Worker ASG Failover β€” Operational Runbook

The EC2 spot fleet (AccessiblePdfProd-Compute-WorkerAsgASGC59A845D-UUF3it2ENmxm) is the automatic failover for the self-hosted Node worker on 10.1.1.4. Steady state is 0 instances; the fleet only launches when 10.1.1.4 falls behind on SQS.

How scaling works

Defined in infra/cdk/lib/stacks/compute-stack.ts β€” scales on the pipeline queue’s ApproximateAgeOfOldestMessage (Maximum, 60s period):

Oldest-message ageAction
≀ 60sscale down by maxWorkerInstances
β‰₯ 300s (5 min)+1
β‰₯ 900s (15 min)+2
β‰₯ 1800s (30 min)+maxWorkerInstances

Cooldown: 300s. Min=0, Max=config.maxWorkerInstances (currently 4).

When 10.1.1.4 is healthy it drains the queue fast enough that age stays near zero, so no EC2 launches. If 10.1.1.4 goes offline, age climbs past 5 min and the fleet spins up. When 10.1.1.4 recovers, both drain the backlog, age drops back under 60s, and EC2 terminates.

Post-deploy steps after the queue-age scaling switch

The previous queue-depth scaling policy required manually suspending the ASG Launch and AlarmNotification processes (done 2026-04-10) to keep the fleet from spinning up on every queued message. After deploying the queue-age policy, those suspensions must be lifted or the new failover won’t work.

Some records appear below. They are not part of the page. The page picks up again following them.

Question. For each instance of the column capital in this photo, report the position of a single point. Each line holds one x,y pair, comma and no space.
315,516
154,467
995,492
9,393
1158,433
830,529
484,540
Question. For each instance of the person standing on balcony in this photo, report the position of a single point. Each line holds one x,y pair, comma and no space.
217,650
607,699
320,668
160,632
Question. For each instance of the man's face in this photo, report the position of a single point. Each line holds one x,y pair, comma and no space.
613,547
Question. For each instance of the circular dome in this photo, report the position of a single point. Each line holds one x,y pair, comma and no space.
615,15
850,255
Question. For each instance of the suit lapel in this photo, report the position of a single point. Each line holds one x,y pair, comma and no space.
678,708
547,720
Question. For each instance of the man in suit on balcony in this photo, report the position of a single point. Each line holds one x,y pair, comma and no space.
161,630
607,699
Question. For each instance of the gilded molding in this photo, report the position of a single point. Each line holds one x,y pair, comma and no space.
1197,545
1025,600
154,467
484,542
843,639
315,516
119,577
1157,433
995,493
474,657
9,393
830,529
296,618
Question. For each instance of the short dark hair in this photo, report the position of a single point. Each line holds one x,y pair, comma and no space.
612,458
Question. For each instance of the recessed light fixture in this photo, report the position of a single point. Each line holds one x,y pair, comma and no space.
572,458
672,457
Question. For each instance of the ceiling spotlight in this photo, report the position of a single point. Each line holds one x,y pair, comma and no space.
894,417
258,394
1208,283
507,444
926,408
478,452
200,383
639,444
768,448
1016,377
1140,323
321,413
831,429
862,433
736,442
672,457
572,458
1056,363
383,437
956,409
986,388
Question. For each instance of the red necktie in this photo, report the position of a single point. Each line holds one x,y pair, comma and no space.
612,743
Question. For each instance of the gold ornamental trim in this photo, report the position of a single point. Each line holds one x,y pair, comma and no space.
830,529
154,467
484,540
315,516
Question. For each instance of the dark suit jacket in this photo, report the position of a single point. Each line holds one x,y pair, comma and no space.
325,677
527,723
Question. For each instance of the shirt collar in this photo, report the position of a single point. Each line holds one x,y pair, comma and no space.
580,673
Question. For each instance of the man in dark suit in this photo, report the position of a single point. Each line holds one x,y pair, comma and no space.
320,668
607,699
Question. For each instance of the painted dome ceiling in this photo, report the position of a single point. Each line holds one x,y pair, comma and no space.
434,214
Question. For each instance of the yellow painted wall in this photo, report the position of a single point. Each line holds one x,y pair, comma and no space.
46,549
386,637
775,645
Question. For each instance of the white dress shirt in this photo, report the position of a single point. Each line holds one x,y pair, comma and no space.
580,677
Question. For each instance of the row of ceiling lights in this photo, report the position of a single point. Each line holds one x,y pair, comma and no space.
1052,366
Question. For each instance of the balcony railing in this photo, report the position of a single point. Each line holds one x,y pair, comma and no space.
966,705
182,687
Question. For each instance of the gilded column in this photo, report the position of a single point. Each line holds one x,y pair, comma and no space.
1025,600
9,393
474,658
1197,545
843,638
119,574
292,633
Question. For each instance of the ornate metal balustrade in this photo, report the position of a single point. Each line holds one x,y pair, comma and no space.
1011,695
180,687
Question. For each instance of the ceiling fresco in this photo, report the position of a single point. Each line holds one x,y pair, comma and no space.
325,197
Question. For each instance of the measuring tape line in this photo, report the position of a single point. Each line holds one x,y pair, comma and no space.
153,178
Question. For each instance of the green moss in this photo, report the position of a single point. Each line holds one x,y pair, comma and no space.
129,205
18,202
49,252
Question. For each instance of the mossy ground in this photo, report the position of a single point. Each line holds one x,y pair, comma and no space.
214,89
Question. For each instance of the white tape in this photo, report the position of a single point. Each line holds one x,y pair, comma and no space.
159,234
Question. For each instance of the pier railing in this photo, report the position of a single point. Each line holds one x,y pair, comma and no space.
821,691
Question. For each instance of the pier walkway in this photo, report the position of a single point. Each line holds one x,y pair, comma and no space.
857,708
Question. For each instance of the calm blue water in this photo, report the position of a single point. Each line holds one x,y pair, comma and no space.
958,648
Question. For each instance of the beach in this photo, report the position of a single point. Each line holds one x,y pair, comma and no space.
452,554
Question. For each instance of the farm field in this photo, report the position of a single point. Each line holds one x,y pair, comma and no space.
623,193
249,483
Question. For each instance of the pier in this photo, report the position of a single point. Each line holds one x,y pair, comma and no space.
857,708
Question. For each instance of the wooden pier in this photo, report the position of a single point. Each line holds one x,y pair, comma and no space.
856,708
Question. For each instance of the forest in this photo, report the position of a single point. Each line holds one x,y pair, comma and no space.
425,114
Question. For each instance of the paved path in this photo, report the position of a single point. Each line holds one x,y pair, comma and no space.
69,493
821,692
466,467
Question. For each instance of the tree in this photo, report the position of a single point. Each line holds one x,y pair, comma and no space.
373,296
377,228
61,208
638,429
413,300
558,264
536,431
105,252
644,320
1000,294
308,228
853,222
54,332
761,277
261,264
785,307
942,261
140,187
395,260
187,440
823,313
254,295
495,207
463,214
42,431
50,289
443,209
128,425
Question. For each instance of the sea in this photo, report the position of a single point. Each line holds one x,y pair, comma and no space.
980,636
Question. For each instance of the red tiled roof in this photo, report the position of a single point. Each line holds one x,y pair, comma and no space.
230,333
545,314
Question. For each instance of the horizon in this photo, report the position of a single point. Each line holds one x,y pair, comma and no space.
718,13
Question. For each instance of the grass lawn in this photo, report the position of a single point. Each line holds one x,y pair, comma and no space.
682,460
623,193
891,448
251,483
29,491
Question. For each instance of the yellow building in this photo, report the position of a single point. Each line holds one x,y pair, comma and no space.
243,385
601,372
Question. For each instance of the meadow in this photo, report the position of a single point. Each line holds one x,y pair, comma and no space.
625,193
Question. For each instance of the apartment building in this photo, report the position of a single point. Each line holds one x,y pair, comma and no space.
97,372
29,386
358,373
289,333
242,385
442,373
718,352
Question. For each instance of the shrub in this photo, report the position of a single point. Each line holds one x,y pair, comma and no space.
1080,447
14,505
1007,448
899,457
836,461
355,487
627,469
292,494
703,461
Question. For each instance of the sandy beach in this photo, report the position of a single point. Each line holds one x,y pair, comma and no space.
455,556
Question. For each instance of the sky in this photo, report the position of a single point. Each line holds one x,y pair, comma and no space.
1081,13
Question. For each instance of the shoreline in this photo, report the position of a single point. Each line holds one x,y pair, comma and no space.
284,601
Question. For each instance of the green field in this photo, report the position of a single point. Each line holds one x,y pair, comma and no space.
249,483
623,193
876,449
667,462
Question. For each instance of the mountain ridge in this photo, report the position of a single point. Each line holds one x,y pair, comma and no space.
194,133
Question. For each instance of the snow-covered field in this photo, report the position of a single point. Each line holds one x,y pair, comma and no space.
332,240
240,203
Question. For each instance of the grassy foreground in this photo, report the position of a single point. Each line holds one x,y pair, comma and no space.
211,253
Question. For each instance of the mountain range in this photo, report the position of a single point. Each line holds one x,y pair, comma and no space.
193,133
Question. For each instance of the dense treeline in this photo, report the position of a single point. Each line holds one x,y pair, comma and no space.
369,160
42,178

  1. Deploy the CDK change:

    Terminal window
    cd infra/cdk && npx cdk deploy AccessiblePdfProd-Compute
  2. Resume the suspended ASG processes:

    Terminal window
    AWS_REGION=us-east-1 aws autoscaling resume-processes \
    --auto-scaling-group-name AccessiblePdfProd-Compute-WorkerAsgASGC59A845D-UUF3it2ENmxm \
    --scaling-processes Launch AlarmNotification
  3. Reset desired capacity to 0 (it’s currently stuck at 1 from the suspension period β€” without Launch enabled the ASG could never satisfy desired=1):

    Terminal window
    AWS_REGION=us-east-1 aws autoscaling set-desired-capacity \
    --auto-scaling-group-name AccessiblePdfProd-Compute-WorkerAsgASGC59A845D-UUF3it2ENmxm \
    --desired-capacity 0
  4. Verify:

    Terminal window
    AWS_REGION=us-east-1 aws autoscaling describe-auto-scaling-groups \
    --auto-scaling-group-names AccessiblePdfProd-Compute-WorkerAsgASGC59A845D-UUF3it2ENmxm \
    --query 'AutoScalingGroups[0].{Desired:DesiredCapacity,Suspended:SuspendedProcesses,Instances:Instances[*].InstanceId}'

    Expected: Desired: 0, Suspended: [], Instances: [].

Manual override (still available)

reference_asg_scaling.md documents the manual scale-up/down commands. With queue-age scaling in place those should rarely be needed, but they remain useful for forced scale-up during incident response.

Failover smoke test

To verify failover end-to-end (do this in a quiet window):

  1. Stop the SQS consumer on 10.1.1.4 (do NOT stop the API containers β€” only the batch consumer) so messages start aging.
  2. Enqueue a test conversion or wait for organic queue activity.
  3. Watch CloudWatch metric AWS/SQS / ApproximateAgeOfOldestMessage on the pipeline queue. At ~5 min, the ScaleOnQueueAge upper alarm should fire and one instance launch.
  4. Restart the consumer on 10.1.1.4. Backlog drains, age drops under 60s, EC2 terminates after the next cooldown.